分词器 接受一个字符串作为输入，将这个字符串拆分成独立的词或 语汇单元（token） （可能会丢弃一些标点符号等字符），然后输出一个 语汇单元流（token stream） 。

全文搜索引擎会用某种算法对要建索引的文档进行分析，从文档中提取出若干Token(词元)，这些算法称为Tokenizer(分词器)，这些Token会被进一步处理，比如转成小写等，这些处理算法被称为Token Filter(词元处理器), 被处理后的结果被称为Term(词)，文档中包含了几个这样的Term被称为Frequency(词频)。引擎会建立Term和原文档的Inverted Index(倒排索引)，这样就能根据Term很快到找到源文档了。文本被Tokenizer处理前可能要做一些预处理，比如去掉里面的HTML标记，这些处理的算法被称为Character Filter(字符过滤器)，这整个的分析算法被称为Analyzer(分析器)

Analysis

Analysis：文本分析是把全文本转换一系列单词(term/token)的过程，也叫分词。Analysis是通过Analyzer来实现的。

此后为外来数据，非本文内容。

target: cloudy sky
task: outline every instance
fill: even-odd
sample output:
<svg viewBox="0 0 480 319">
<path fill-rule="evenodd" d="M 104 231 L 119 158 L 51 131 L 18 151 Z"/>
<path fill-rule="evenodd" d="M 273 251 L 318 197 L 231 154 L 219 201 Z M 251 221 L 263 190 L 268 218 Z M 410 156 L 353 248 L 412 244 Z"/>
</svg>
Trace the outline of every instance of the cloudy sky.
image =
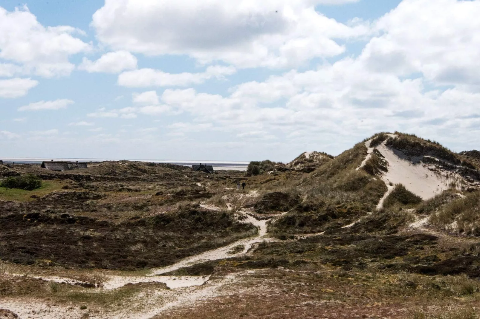
<svg viewBox="0 0 480 319">
<path fill-rule="evenodd" d="M 480 0 L 0 0 L 0 157 L 478 149 Z"/>
</svg>

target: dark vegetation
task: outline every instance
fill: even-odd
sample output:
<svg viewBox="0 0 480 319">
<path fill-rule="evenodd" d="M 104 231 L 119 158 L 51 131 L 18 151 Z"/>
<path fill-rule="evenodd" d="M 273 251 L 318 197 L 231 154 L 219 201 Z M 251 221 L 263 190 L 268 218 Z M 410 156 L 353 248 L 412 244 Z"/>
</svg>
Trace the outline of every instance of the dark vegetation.
<svg viewBox="0 0 480 319">
<path fill-rule="evenodd" d="M 6 177 L 0 182 L 0 187 L 7 189 L 18 188 L 25 191 L 33 191 L 41 186 L 42 180 L 32 174 Z"/>
<path fill-rule="evenodd" d="M 295 208 L 300 203 L 298 195 L 280 192 L 268 193 L 255 204 L 254 209 L 260 214 L 287 212 Z"/>
<path fill-rule="evenodd" d="M 398 203 L 401 205 L 414 205 L 422 201 L 421 197 L 408 191 L 405 186 L 398 184 L 389 194 L 384 202 L 384 207 L 388 208 Z"/>
<path fill-rule="evenodd" d="M 132 219 L 114 224 L 67 214 L 5 215 L 0 217 L 2 259 L 26 264 L 48 261 L 50 266 L 132 270 L 170 264 L 256 231 L 231 214 L 195 207 Z"/>
<path fill-rule="evenodd" d="M 276 164 L 268 160 L 262 161 L 251 161 L 247 168 L 247 176 L 254 176 L 271 171 L 275 169 Z"/>
<path fill-rule="evenodd" d="M 387 144 L 412 160 L 423 157 L 419 160 L 428 160 L 432 156 L 459 165 L 465 171 L 474 171 L 471 157 L 456 154 L 436 142 L 397 135 L 398 140 L 388 139 Z M 376 135 L 372 146 L 387 137 L 384 133 Z M 224 171 L 208 175 L 175 165 L 127 162 L 96 164 L 74 172 L 23 165 L 2 169 L 3 177 L 33 172 L 55 189 L 45 194 L 33 191 L 21 200 L 0 197 L 0 259 L 42 269 L 161 266 L 253 235 L 254 228 L 235 218 L 240 210 L 248 210 L 259 219 L 271 218 L 267 225 L 275 241 L 256 244 L 247 255 L 166 274 L 215 278 L 239 270 L 261 270 L 248 275 L 257 276 L 258 282 L 244 283 L 246 289 L 255 289 L 252 303 L 245 306 L 244 312 L 225 318 L 303 318 L 297 314 L 314 313 L 305 309 L 314 307 L 317 316 L 325 309 L 345 314 L 348 308 L 350 312 L 338 318 L 393 318 L 380 310 L 378 316 L 370 316 L 373 312 L 357 316 L 353 308 L 368 305 L 365 308 L 369 311 L 381 307 L 405 311 L 407 300 L 420 306 L 426 300 L 437 305 L 453 300 L 450 304 L 455 305 L 468 297 L 468 302 L 477 302 L 479 191 L 449 190 L 422 201 L 397 185 L 384 208 L 377 210 L 387 189 L 379 175 L 387 168 L 381 154 L 374 152 L 357 170 L 366 155 L 365 145 L 359 143 L 312 166 L 310 173 L 270 161 L 252 162 L 247 173 Z M 232 190 L 237 180 L 246 181 L 249 189 Z M 251 189 L 262 195 L 248 194 Z M 218 210 L 203 208 L 198 205 L 201 202 L 216 205 Z M 431 225 L 412 227 L 413 222 L 427 217 Z M 234 247 L 230 253 L 244 249 Z M 24 291 L 29 296 L 35 289 L 45 289 L 39 280 L 26 280 L 19 276 L 15 282 L 0 282 L 3 287 L 0 295 L 20 296 L 19 292 Z M 270 296 L 257 295 L 262 293 L 259 287 L 269 285 L 273 285 Z M 215 311 L 228 313 L 230 310 L 226 305 L 248 298 L 224 298 L 216 310 L 207 309 L 198 318 L 224 318 L 215 317 Z M 295 298 L 304 299 L 291 301 Z M 275 303 L 277 299 L 281 302 Z M 254 316 L 251 313 L 265 300 L 278 307 L 259 310 Z M 375 306 L 372 300 L 382 305 Z M 275 317 L 272 314 L 278 314 L 276 308 L 291 311 Z M 191 318 L 197 313 L 189 311 L 183 317 L 167 314 L 165 318 Z M 337 318 L 322 313 L 321 318 Z M 398 313 L 401 316 L 397 318 L 405 318 L 404 313 Z M 423 314 L 412 318 L 437 318 Z"/>
</svg>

当一个文档被索引时，每个Field都可能会创建一个倒排索引（Mapping可以设置不索引该Field）。

倒排索引的过程就是将文档通过Analyzer分成一个一个的Term,每一个Term都指向包含这个Term的文档集合。

当查询query时，Elasticsearch会根据搜索类型决定是否对query进行analyze，然后和倒排索引中的term进行相关性查询，匹配相应的文档。

Analyzer

分析器（analyzer）都由三种构件块组成的：characterfilters ， tokenizers ， token filters。

character filter 字符过滤器；在一段文本进行分词之前，先进行预处理，比如过滤html标签。

tokenizers 分词器；英文分词可以根据空格将单词分开,中文分词比较复杂,可以采用机器学习算法来分词。

Token filters Token过滤器；将切分的单词进行加工。大小写转换（例将“Quick”转为小写），去掉词（例如停用词像“a”、“and”、“the”等等），或者增加词（例如同义词像“jump”和“leap”）。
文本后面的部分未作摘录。